A personality like Nina typically needs a lot of space in order to feel free. Her thoughts about equality of race and gender were radical at the time. Unfortunately, there were quite some restrictions in her life. Next to being black, as a young talented girl, she would practice many serious hours of piano instead of playing joyfully with order kids. Later, she played long hours at nightclubs in order to sustain her family. Even later yet her husband meticulously planned her career. To be quite fair, these restrictions did give Nina to what she wanted at the time: famous and rich. However, it did not give the freedom she was longing for. Quite the opposite: Nina became a workaholic which made her deeply unhappy and longing for deeper form of freedom (See Work Song[3] ). Later in her life, she took a long overdue vacation from everything and everyone (got a divorce, left her daughter behind, emigrated) for about eight years. Without responsibilities and enjoying life, was Nina free at last?

Sadly, freedom is not so easy. As Nina’s example shows us, there were other, more difficult barriers to freedom: the personal kind. Nina had mental health issues. She suffered from depressions and quite late in her life she got a proper diagnosis of her mental state (manic depressive and bipolar) and medication. In the years before this, she was haunted by fears arising from the depths of her mind. Is freedom to be healthy and happy and not to go mad from time to time? But, on the other hand, would Nina have created the music that she did and would Nina have fought against racism if she was mentally healthy (and perhaps happy)?

We can distinguish between a lower and a higher form of freedom. The lower form of freedom can be likened with happiness. Nina got her share of this lower freedom from sex, drinking, luxury and a long vacation. Only, as Nina’s story shows, these were superficial forms of freedom. Temporary escapes from her inner demons. The higher form of freedom has to do with purpose and sadly often comes with hardship. Nina intuitively fought her whole life against discrimination: her outcry against the racist violence in the song Mississippi Goddam[4] made her infamous. Her protest songs almost cost Nina her career. But Nina was free: on stage she had an audience where she could express her beliefs relatively open. At the time, before mass communication and Internet, this was a great feat. Nina wanted to change the world, which is obviously not possible. Consequently, Nina became angry and frustrated: she could say and shout what she wanted, but nothing would actually change.

For me, when I watch the Montreux performance of ‘I Wish I Knew How It Would Feel To Be Free’, I see a woman who was born to entertain and inspire. Magically her fingers fly over the piano. The rhythm is ever changing life a mountain river. And always, Nina is completely in control.

It is also how I personally experience freedom: it is passionately doing. Instead of making music, I dance. But when I dance, I can feel completely free. With myself and one with my environment at the same time. Making music, singing or dancing can connect us with higher powers. We are lifted above our daily selves. On stage making music Nina was free, but the freedom came at a cost. Like a Phoenix she would rise above the stage and intoxicate everyone with her presence. Nina inspired her audience to be free. But after the show, Nina would be exhausted and the Phoenix would reduce to ashes. Off stage Nina experienced a completely different kind of freedom: feelings of loneliness and depression.

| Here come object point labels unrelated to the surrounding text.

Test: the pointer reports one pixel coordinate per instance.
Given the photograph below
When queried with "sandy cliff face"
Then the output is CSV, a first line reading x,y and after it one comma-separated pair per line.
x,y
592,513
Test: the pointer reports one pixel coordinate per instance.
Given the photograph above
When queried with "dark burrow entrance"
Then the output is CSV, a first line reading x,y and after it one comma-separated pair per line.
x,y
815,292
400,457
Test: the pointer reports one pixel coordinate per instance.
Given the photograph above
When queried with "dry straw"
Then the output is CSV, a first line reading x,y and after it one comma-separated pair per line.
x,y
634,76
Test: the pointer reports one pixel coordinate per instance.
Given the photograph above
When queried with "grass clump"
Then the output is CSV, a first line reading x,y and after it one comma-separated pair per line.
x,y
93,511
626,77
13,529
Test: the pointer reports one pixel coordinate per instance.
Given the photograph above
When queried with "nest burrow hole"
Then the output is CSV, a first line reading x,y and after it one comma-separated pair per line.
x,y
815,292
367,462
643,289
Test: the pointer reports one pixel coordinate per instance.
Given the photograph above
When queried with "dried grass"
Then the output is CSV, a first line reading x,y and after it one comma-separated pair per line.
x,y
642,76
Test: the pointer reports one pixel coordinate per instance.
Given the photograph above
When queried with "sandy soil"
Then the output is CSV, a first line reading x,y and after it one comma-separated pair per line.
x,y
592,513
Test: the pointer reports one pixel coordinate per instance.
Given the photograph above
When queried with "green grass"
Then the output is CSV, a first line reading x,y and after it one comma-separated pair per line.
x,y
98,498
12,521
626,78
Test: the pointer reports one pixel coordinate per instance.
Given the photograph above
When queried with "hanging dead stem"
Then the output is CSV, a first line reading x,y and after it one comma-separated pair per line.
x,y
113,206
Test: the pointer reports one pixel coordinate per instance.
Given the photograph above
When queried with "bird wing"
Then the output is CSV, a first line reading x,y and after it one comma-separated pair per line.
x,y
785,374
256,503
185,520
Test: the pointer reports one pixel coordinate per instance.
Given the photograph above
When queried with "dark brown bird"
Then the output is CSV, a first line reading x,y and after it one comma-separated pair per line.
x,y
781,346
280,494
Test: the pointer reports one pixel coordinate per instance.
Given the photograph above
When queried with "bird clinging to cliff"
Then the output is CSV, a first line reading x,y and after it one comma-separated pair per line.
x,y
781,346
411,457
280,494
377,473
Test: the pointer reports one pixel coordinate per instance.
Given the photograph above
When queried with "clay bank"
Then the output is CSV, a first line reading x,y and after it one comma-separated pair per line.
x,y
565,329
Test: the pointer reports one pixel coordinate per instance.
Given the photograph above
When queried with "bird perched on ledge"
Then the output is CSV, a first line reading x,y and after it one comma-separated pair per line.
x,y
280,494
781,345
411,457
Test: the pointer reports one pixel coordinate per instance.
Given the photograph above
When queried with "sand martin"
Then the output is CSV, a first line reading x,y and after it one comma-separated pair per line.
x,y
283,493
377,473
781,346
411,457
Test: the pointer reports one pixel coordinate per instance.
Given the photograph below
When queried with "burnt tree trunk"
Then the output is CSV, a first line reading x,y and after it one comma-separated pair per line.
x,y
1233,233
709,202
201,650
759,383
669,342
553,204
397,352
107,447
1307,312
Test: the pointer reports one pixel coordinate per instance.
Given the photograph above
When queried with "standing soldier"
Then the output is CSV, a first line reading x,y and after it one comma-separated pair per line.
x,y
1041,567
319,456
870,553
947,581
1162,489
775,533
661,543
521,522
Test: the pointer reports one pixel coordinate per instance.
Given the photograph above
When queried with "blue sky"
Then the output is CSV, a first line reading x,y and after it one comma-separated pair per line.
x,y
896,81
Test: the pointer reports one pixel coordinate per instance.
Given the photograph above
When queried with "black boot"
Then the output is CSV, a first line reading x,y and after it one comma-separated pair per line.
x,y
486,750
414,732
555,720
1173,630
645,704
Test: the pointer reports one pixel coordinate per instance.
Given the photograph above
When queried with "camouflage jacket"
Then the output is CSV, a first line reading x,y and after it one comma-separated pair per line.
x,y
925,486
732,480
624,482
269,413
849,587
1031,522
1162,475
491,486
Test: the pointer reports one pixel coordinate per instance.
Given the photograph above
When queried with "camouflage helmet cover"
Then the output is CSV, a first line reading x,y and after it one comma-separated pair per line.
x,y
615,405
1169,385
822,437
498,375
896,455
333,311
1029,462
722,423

Concluding, we can say that Nina in her quest for freedom did manage to overcome her fears. Although she was plagued by depressions, she did speak up, went on stage and did what she deeply felt she had to do. However, she was only partly capable to be free. With her talent and hard work, she was able to become free on stage. In daily life, however, she was troubled and caught by her worries and thoughts. Nina was both blessed and cursed in her life. Her talent and music was her golden ticket towards freedom, but tragically Nina was tragically not able to integrate this freedom into her daily life. The quest for freedom seems to be an arduous one. Yes, it can give you moments of great fulfillment, but it is also a lonely burden. However, her honest, daring and passionate quest for freedom have inspired many people on their journey for freedom to this day.